Deux jours plus tard, nous revoilà sur la route en direction d’Alghero, il fait toujours aussi chaud mais cette fois nous sommes dans une Fiat Punto climatisée.
A douze heures nous récupérons Laura à l’aéroport et repartons directement à Carloforte.
En route nous lui faisons part de nos déboires et de notre espoir de repartir vite. Cela fait maintenant dix jours que nous sommes coincés à Carloforte sans aucune nouvelle de notre joint tournant. Laura sentant que nous avons une petite baisse de moral réagit positivement, arguant qu’un petit retard fait partie voyage…et elle en sait quelque chose…
Le petit retard en question va encore durer trois jours lorsqu’enfin Carmela nous annonce que le joint tournant est arrivé et que le mécanicien du chantier pourra le changer dès le lendemain.
Mais car il y a toujours un mais, alors que le bateau est au chantier, Carmela nous appelle pour nous dire que l’un des silent blocks, une des pièces anti vibration sur lesquelles le moteur est posé, est cassée. Je suis convaincu que c’est le mécanicien qui l’a endommagé en sortant le moteur mais elle m’affirme que non.
Carmela :
–– You will have to change the four silent blocks (Il va falloir changer les quatre silent blocks.)
–– Do you know where to fine them (Vous savez où les trouver ?)
–– I’II fine out, but I can’t promise you anything. (Je vais me renseigner mais je ne vous promets rien.)
Nous sommes convaincus que nous allons devoir encore attendre une semaine l’arrivée des pièces mais à notre grande surprise Carmela nous rappelle quelques heures plus tard pour nous dire qu’elle en a trouvé à Cagliari et qu’un taxi doit les apporter dans la soirée.
Carmela c’est vraiment la femme de la situation !
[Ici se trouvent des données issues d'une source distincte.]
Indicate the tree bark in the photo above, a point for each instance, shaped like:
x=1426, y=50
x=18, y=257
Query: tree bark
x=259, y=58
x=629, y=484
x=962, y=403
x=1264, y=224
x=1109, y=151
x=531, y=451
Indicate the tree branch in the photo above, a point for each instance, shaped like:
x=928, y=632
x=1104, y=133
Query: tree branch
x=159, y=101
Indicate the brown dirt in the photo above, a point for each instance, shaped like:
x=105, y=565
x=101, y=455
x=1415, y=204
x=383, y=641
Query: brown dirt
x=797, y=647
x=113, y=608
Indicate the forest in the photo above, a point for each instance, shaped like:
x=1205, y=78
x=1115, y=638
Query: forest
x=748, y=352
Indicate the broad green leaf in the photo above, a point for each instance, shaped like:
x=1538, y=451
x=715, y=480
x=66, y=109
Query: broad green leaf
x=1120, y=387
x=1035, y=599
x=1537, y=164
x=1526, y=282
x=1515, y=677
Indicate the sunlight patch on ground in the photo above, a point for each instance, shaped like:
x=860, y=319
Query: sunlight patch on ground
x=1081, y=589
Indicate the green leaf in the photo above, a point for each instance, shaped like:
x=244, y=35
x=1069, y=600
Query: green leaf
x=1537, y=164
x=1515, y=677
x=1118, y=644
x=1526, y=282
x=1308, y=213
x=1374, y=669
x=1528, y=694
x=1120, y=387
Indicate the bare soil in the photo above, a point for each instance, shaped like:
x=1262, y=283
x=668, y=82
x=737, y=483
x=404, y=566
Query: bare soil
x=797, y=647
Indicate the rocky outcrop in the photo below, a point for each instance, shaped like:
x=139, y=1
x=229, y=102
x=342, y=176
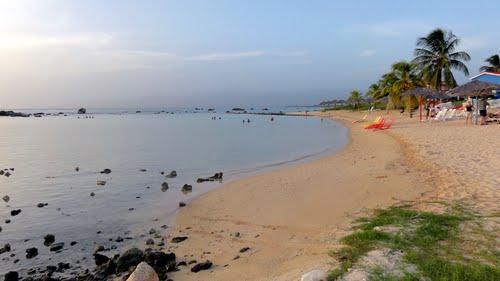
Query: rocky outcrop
x=143, y=272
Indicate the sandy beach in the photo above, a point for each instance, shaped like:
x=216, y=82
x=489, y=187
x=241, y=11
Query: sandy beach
x=290, y=219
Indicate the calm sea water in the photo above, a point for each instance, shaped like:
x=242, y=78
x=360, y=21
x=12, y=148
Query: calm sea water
x=45, y=151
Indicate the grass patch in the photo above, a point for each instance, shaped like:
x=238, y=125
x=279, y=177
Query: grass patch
x=436, y=244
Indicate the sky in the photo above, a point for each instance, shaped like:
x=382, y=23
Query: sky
x=124, y=53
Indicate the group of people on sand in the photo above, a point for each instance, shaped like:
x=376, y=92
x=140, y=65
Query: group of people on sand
x=481, y=106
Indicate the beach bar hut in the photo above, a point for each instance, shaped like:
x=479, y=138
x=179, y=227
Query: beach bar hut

Le lendemain nous nous rendons au chantier et constatons que le mécanicien est entrain de travailler sur Omer.
–– Finirà stasera. Puoi ritirare la barca alle sei. (Ce sera fini ce soir. Vous pouvez venir chercher le bateau à dix huit heures.)
A dix huit heures précises nous sommes au chantier, le mécanicien n’est pas là mais un de ses collègues nous propose de nous accompagner jusqu’à notre place de port pour vérifier que tout fonctionne bien.
A peine dix minutes nous sépare de notre place. Nous devons simplement sortir du chantier, longer une digue en pierres puis emprunter le chenal d’accès à la marina.
Un fort vent de nord ouest souffle vers la longue digue de pierres, nous sommes au moteur lorsque celui-ci soudainement s’arrête. L’employé se précipite pour chercher la panne mais ne la trouvant pas appelle en urgence Carmela qui aussitôt envoie un marinero en zodiac. Je constate alors que le mécanicien a tout simplement oublié d’ouvrir l’arrivée d’essence du moteur.
Le marinero arrive, nous lance un bout et commence à nous tracter.
Encore deux minutes et nous étions sur les rochers !
Pendant ce temps l’employé du chantier réussit à réamorcer le moteur et nous arrivons enfin à notre place sous l’œil attentif de Carmela qui au fond d’elle doit prier tous les saints pour que nous partions le plus vite possible et que ses emmerdes s’arrêtent.
Le lendemain nous passons lui dire au revoir et lui offrons un bouquet de fleurs pour la remercier.
Elle est visiblement émue. Le matin même Laurence qui passait devant la capitainerie a entendu le mécanicien lui hurler dessus à notre sujet. Sans doute l’a t-elle un peu rudoyé pour qu’il se mette une pile et répare ses conneries. Être une femme dans ce milieu de mecs machos ne doit pas être facile et les fleurs une denrée plutôt rare.
–– Despite all your setbacks you are a lucky guy, Hugo, last night was hot… (Malgré tous vos déboires vous êtes un gars chanceux, Hugo, hier soir c’était chaud…)
Bon voyage and take care. (Bon voyage et faites attention à vous.)
–– Bye Carmela, on ne t’oubliera pas.